Although titanium flanges have good corrosion resistance, they may still be subject to corrosion and stress corrosion in some environmental media, among which hot salt stress corrosion is the most important one. Tests have shown that, except for pure titanium, almost all titanium flanges have the same degree of hot salt stress corrosion tendency under high temperature, stress and working environment with halides (such as NaF, NaCl, NaBr, NaI). For most alloys, the hot salt stress corrosion sensitive temperature range must be 288-427°C. The corrosion tendency is related to metallurgical factors such as alloy composition and processing history. High-alumina high-oxygen alloys and b-processed or b-treated coarse-grained Widmanstatten structures are more sensitive to stress corrosion.

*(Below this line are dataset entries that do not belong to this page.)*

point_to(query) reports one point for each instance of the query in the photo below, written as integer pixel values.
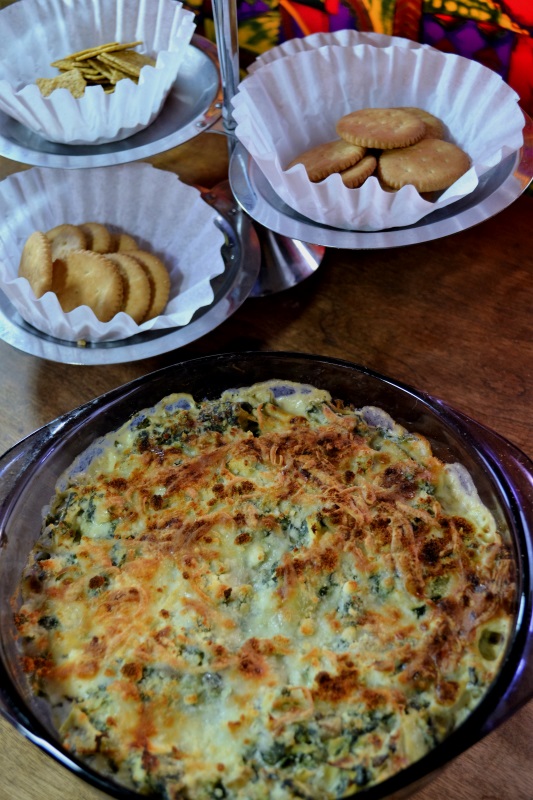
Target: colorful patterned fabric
(496, 33)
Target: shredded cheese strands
(310, 592)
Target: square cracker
(72, 80)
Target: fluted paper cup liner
(34, 33)
(293, 103)
(345, 38)
(179, 228)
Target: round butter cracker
(99, 239)
(85, 278)
(159, 281)
(325, 159)
(355, 176)
(137, 289)
(430, 165)
(382, 128)
(435, 128)
(36, 263)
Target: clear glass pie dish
(503, 476)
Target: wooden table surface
(452, 317)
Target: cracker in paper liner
(35, 33)
(293, 103)
(180, 229)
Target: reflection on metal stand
(285, 262)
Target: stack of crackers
(104, 65)
(401, 146)
(88, 265)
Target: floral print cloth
(496, 33)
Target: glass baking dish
(503, 476)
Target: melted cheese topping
(267, 595)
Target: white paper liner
(179, 228)
(345, 38)
(293, 103)
(34, 33)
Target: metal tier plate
(193, 105)
(496, 190)
(242, 256)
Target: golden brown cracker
(159, 281)
(137, 286)
(124, 242)
(36, 263)
(435, 128)
(429, 165)
(108, 47)
(84, 278)
(64, 238)
(355, 176)
(384, 128)
(128, 61)
(325, 159)
(72, 80)
(99, 238)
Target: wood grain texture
(451, 317)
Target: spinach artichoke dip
(268, 595)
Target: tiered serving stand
(279, 249)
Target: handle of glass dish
(15, 461)
(509, 460)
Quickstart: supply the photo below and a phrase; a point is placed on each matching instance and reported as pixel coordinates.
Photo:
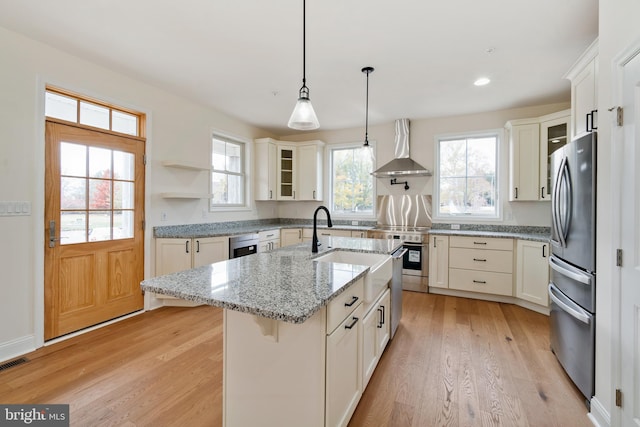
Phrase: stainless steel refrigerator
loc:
(572, 289)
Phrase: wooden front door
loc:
(94, 237)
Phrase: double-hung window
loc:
(352, 190)
(467, 176)
(228, 177)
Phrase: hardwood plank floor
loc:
(453, 362)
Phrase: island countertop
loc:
(285, 284)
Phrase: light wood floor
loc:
(453, 362)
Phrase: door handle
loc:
(52, 234)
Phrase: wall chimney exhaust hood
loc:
(402, 165)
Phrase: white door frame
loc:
(617, 139)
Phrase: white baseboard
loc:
(16, 348)
(599, 415)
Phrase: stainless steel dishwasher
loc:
(396, 288)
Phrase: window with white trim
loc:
(467, 176)
(228, 177)
(351, 185)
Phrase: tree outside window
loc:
(467, 183)
(351, 181)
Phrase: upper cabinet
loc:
(288, 171)
(584, 92)
(531, 142)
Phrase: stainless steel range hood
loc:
(402, 164)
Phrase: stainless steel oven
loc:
(243, 245)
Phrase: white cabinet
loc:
(268, 240)
(344, 372)
(439, 261)
(524, 147)
(310, 161)
(532, 271)
(584, 93)
(531, 142)
(174, 255)
(479, 264)
(288, 171)
(290, 236)
(376, 333)
(266, 174)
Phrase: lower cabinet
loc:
(532, 272)
(344, 372)
(376, 333)
(173, 255)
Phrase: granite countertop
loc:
(522, 235)
(215, 230)
(284, 284)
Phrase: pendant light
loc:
(367, 71)
(303, 116)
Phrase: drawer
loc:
(481, 281)
(487, 260)
(269, 235)
(481, 243)
(344, 304)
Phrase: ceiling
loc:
(244, 57)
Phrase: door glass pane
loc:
(99, 226)
(73, 227)
(99, 194)
(73, 194)
(60, 107)
(123, 165)
(122, 224)
(99, 162)
(73, 159)
(123, 195)
(123, 122)
(94, 115)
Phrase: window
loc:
(227, 173)
(63, 105)
(351, 183)
(466, 179)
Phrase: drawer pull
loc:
(355, 320)
(353, 301)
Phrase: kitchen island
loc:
(293, 335)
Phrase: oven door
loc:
(414, 260)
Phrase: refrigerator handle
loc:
(569, 273)
(575, 312)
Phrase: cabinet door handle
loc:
(355, 320)
(354, 299)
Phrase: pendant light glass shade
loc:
(303, 116)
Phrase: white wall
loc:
(618, 22)
(422, 142)
(177, 129)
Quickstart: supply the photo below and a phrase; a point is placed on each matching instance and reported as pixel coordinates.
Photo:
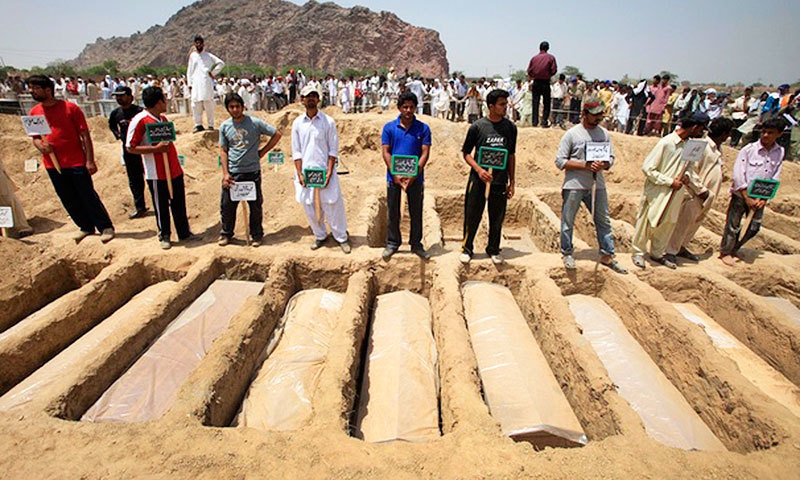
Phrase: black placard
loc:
(405, 165)
(763, 188)
(314, 177)
(160, 132)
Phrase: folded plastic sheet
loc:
(752, 367)
(519, 386)
(150, 386)
(281, 396)
(399, 394)
(667, 416)
(71, 357)
(786, 307)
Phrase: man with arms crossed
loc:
(409, 137)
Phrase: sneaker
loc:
(388, 252)
(664, 261)
(138, 213)
(421, 253)
(107, 235)
(317, 244)
(684, 253)
(80, 235)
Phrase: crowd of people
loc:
(678, 191)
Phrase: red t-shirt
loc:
(153, 162)
(66, 121)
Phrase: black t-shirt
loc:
(485, 133)
(119, 120)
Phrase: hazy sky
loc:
(701, 40)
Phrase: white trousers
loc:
(197, 112)
(334, 214)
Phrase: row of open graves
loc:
(398, 354)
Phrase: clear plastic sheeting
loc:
(752, 367)
(787, 308)
(667, 416)
(73, 356)
(522, 393)
(150, 386)
(281, 396)
(399, 395)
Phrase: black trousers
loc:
(228, 207)
(135, 170)
(474, 202)
(541, 89)
(737, 209)
(163, 205)
(415, 195)
(75, 189)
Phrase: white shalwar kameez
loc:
(202, 85)
(313, 141)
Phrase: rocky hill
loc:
(322, 36)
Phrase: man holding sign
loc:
(664, 168)
(239, 139)
(489, 150)
(406, 143)
(71, 144)
(757, 165)
(162, 169)
(585, 151)
(315, 148)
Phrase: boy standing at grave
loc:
(118, 122)
(239, 138)
(657, 214)
(71, 144)
(759, 160)
(407, 137)
(585, 151)
(315, 145)
(494, 135)
(161, 167)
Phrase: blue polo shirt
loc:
(406, 142)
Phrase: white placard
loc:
(35, 125)
(243, 191)
(6, 217)
(31, 165)
(598, 151)
(693, 150)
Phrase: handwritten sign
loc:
(275, 158)
(763, 188)
(35, 125)
(6, 217)
(160, 132)
(243, 191)
(598, 151)
(693, 150)
(314, 177)
(405, 165)
(495, 158)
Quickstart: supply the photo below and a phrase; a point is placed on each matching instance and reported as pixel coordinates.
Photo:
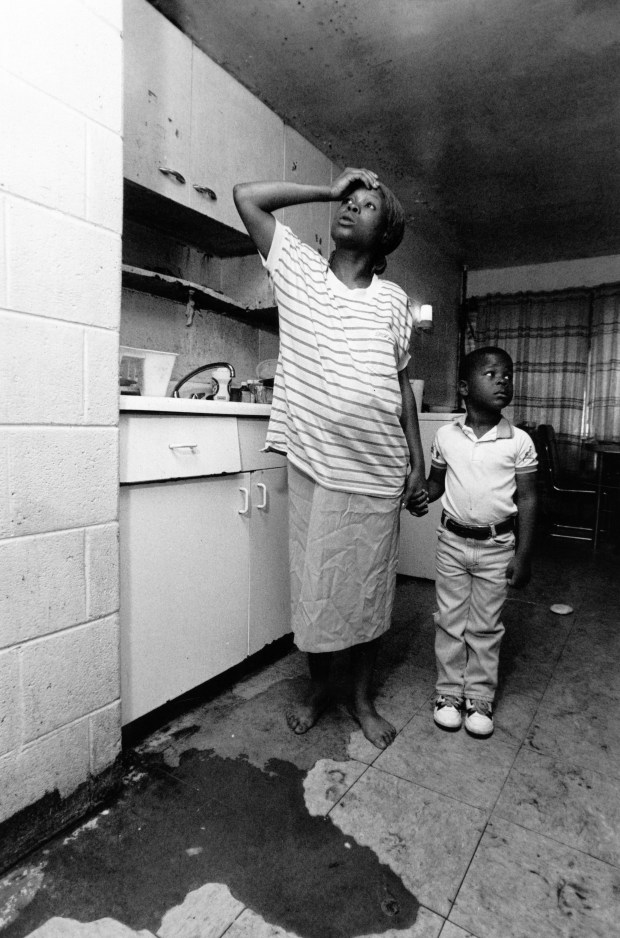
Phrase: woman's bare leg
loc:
(303, 715)
(374, 726)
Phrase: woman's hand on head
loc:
(352, 179)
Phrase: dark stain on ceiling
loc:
(497, 122)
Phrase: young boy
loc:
(478, 464)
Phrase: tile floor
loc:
(228, 824)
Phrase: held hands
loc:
(351, 179)
(415, 495)
(518, 571)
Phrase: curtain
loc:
(603, 416)
(547, 336)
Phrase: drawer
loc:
(154, 447)
(252, 433)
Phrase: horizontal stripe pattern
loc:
(337, 400)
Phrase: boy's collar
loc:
(504, 429)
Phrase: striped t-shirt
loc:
(337, 400)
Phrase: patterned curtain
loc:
(604, 378)
(547, 336)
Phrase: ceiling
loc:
(497, 122)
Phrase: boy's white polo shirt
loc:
(481, 473)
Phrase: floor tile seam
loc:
(351, 786)
(560, 843)
(236, 919)
(417, 784)
(612, 776)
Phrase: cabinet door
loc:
(270, 597)
(184, 587)
(158, 60)
(234, 138)
(303, 163)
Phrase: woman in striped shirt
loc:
(344, 414)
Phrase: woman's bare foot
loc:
(375, 728)
(303, 715)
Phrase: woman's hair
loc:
(394, 227)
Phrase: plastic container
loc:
(149, 370)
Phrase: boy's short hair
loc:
(473, 359)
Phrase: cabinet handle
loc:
(246, 501)
(172, 172)
(205, 190)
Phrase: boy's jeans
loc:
(471, 590)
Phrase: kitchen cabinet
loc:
(269, 606)
(303, 163)
(234, 138)
(191, 130)
(184, 587)
(418, 536)
(158, 74)
(204, 557)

The cause of metal embrittlement caused by hot salt stress corrosion is considered to be related to hydrogen embrittlement. Under high temperature and stress, halides are hydrolyzed to generate HCl gas, and HCl further reacts with titanium to generate hydrogen, namely
NaCl+H20—HCl+NaOH
2HCl+Ti—TiCl2+2H
In addition to hot salt stress corrosion, titanium flanges have a certain degree of stress corrosion tendency in red fuming nitric acid, N204, methanol solutions containing hydrochloric acid and sulfuric acid. Aqueous solutions of %NaCl may reduce corrosion fracture life.

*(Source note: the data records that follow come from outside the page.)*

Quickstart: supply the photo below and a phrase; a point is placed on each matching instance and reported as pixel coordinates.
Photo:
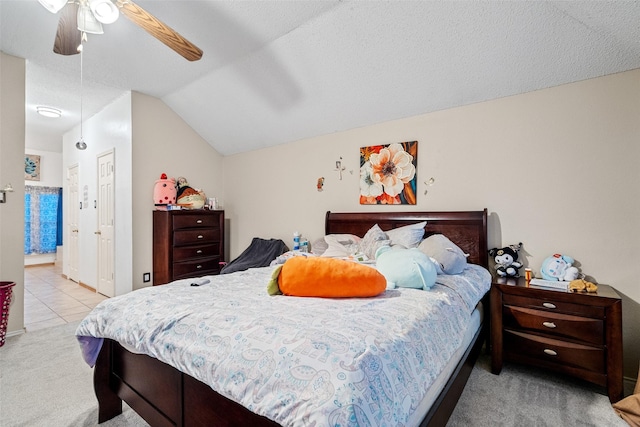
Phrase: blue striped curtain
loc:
(42, 219)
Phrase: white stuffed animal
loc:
(559, 267)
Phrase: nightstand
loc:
(578, 334)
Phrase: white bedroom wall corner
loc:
(164, 143)
(12, 137)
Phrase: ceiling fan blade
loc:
(68, 38)
(159, 30)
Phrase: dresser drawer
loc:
(186, 253)
(195, 236)
(579, 328)
(554, 351)
(194, 221)
(552, 305)
(196, 268)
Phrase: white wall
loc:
(12, 133)
(164, 143)
(557, 170)
(108, 129)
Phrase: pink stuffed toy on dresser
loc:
(164, 191)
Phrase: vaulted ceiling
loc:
(279, 71)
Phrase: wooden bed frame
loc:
(164, 396)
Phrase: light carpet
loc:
(45, 382)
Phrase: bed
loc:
(165, 396)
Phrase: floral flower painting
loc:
(388, 174)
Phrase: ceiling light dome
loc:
(87, 22)
(104, 11)
(53, 6)
(48, 111)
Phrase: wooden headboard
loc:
(467, 229)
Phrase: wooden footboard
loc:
(161, 394)
(164, 396)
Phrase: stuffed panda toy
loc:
(506, 260)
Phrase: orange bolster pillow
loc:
(329, 277)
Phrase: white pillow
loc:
(408, 236)
(341, 245)
(373, 240)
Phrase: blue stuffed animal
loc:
(559, 267)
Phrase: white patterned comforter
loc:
(299, 361)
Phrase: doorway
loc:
(106, 225)
(73, 213)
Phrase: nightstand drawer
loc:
(553, 351)
(185, 253)
(553, 305)
(190, 237)
(561, 325)
(194, 221)
(196, 268)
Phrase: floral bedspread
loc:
(298, 361)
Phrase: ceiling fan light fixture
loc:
(104, 11)
(48, 111)
(87, 23)
(53, 6)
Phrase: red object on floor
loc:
(5, 301)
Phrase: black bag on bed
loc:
(260, 253)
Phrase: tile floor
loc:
(51, 300)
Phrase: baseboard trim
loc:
(14, 333)
(628, 384)
(84, 285)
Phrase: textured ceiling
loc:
(279, 71)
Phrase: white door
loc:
(105, 232)
(73, 213)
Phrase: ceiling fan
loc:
(87, 16)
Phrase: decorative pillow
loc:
(326, 277)
(374, 239)
(451, 258)
(406, 268)
(318, 247)
(341, 245)
(408, 236)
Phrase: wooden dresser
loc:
(187, 243)
(578, 334)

The stress corrosion tendency of titanium flange is related to alloy composition and heat treatment. Increasing the content of aluminum, tin and oxygen will accelerate the effect of stress corrosion. On the contrary, adding b stabilizing elements to the alloy, such as aluminum, vanadium, group, silver, etc., can relieve stress corrosion.
Some titanium flanges still have the tendency of liquid metal embrittlement. For example, molten cadmium and titanium will cause cadmium embrittlement, and mercury has a similar effect. Above 340°C, silver can promote corrosion and cracking of alloys such as Grade 6 (TA7 in China).